British property developer (1939–2025)

Sir David Eardley Garrard (12 January 1939 – 21 June 2025) was a British property developer.

==Background==
David Garrard was born Streatham on 12 January 1939, the son of a Stamford Hill upholsterer. He attended Battersea Grammar School in South London. Garrard was Jewish.

Garrard was married for 47 years to Maureen, who became a director of The Garrard Family Foundation and The Garrard Academy. She died in 2011. He died on 21 June 2025, at the age of 86, following a stroke.

==Career==
Garrard left school at 16 and joined an estate agency. He co-founded Minerva PLC with Andrew Rosenfeld, a property investment and development company, whose shares are quoted in the London Stock Exchange FTSE 250 Index, and was its chairman for many years until his retirement in March 2005. Before co-founding Minerva, Garrard worked as a financial adviser. In 2008, he set up a venture capital business with his son in law Alexander Salter, but the two fell out when Salter and Garrard's daughter divorced in 2013, leading to a High Court case.

Garrard was listed by the Sunday Times Rich List 2005 as the joint 451st richest person in the UK, with a fortune in excess of £100 million, falling to 575th with £95 million in 2009.

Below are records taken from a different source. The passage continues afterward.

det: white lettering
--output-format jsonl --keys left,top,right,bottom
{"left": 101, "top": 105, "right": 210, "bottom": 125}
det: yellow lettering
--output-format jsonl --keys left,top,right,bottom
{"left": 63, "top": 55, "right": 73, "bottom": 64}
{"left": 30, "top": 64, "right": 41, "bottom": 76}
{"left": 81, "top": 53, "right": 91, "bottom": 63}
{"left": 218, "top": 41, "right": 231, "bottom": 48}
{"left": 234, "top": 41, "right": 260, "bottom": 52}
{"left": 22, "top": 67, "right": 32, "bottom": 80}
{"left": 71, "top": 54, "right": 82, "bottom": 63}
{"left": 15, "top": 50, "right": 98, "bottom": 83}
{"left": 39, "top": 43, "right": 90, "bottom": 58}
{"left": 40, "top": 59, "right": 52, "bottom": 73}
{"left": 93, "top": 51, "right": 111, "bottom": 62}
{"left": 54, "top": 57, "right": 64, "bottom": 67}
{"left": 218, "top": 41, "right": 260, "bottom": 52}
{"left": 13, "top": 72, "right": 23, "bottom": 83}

In 2014 Garrard was involved in a legal dispute with his former son-in-law related to an alleged attempted transfer of £2.5 million from a bank account and the appointment of Lord Mendelsohn as a director of jointly owned companies.

==Political involvement==
===Labour Party===
In 2002 the first city academy under a new Labour programme, Business Academy Bexley (now Harris Garrard Academy) was opened by prime minister Tony Blair with Garrard as principal sponsor with a financial contribution of £2.5 million. Garrard chaired its governing body.

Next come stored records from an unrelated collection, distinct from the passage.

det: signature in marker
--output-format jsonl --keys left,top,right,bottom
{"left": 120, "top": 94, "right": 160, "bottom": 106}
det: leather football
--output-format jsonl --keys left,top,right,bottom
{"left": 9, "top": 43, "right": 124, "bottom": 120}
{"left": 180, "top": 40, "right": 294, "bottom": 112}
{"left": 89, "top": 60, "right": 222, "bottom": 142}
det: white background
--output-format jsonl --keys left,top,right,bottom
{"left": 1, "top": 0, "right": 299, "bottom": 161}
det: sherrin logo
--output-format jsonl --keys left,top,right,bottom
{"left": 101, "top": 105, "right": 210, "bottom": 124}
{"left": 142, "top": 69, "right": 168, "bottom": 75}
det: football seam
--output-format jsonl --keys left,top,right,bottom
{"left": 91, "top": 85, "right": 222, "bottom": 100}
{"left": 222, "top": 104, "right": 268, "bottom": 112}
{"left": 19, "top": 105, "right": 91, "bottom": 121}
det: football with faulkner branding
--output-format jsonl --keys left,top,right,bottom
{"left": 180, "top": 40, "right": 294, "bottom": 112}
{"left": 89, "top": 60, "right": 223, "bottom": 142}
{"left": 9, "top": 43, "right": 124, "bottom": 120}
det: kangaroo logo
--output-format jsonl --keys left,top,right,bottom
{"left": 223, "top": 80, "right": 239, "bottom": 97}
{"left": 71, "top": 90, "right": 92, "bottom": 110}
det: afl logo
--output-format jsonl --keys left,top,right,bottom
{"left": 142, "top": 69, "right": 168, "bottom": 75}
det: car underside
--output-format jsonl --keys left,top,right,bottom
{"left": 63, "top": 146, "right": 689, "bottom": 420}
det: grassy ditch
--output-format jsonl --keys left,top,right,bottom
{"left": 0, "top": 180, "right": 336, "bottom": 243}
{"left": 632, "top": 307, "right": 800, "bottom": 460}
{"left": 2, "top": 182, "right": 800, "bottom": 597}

Before the 2005 General Election Garrard secretly provided the Labour Party with a loan of £2.3 million at a time when loans on commercial terms did not have to be declared, to be repaid on 28 April 2007. Following the discovery of the loan in the course of the Cash for Honours political scandal in the UK, Garrard withdrew his nomination for a peerage. The loan was extended, and Gerrard eventually called for it to be repaid in 2015, in a reaction against the election of Jeremy Corbyn as leader of the Labour Party.

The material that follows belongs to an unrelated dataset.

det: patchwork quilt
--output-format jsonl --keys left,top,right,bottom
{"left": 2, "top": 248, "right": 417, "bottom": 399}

In 2013, Garrard hosted a visit to Israel by eleven Labour MPs, including shadow defence secretary Jim Murphy, shadow defence minister Gemma Doyle, Labour Friends of Israel chair Anne McGuire and vice-chair Louise Ellman. He also sponsored the 2014 Labour Friends of Israel annual lunch, which included a speech by Labour leader Ed Miliband.

In 2014, Garrard donated £500,000 to the Labour Party, one of the largest private donations under Ed Miliband's leadership. This prompted criticism of "double standards" when the media reported that Garrard had placed shares in an offshore trust to avoid tax, similar to Conservative donor and co-treasurer Lord Fink, whom Labour had criticised.

Garrard left the Labour Party in March 2018 due to his unhappiness with the party's response to allegations of antisemitism. In February 2019, Garrard added that he had concerns about the nation's future should Corbyn lead the country. "From the very outset of Mr Corbyn’s leadership I had feared the ultra-Left Marxist/Socialist nature of the Labour party’s new leadership and its supporters, all of which led me to conclude that a socialist republic for our nation was what these politicians intend".

After leaving the party, he has provided funding on several occasions to Tom Watson in addition to his support for Change UK.

===The Independent Group===
In February 2019, Garrard provided funding to support the launch of pro-EU political group The Independent Group; the amount as reported by The Sunday Telegraph was £1.5 million.

==Honours==
Garrard was knighted in the 2003 New Year Honours.

==Charitable activities==
Garrard was a patron of children's charity Lifeline 4 Kids, was a trustee of the Police Foundation, and a director of the Princes Trust Business Division.

Garrard donated £2.4 million to the Bexley Business Academy (now known as the Harris Garrard Academy), a first- and second-level school, and chaired its governing body. The Business Academy Bexley was renamed the Harris Garrard Academy when it was taken over by the Harris Federation in 2017, to reflect the support Garrard had put into the academy.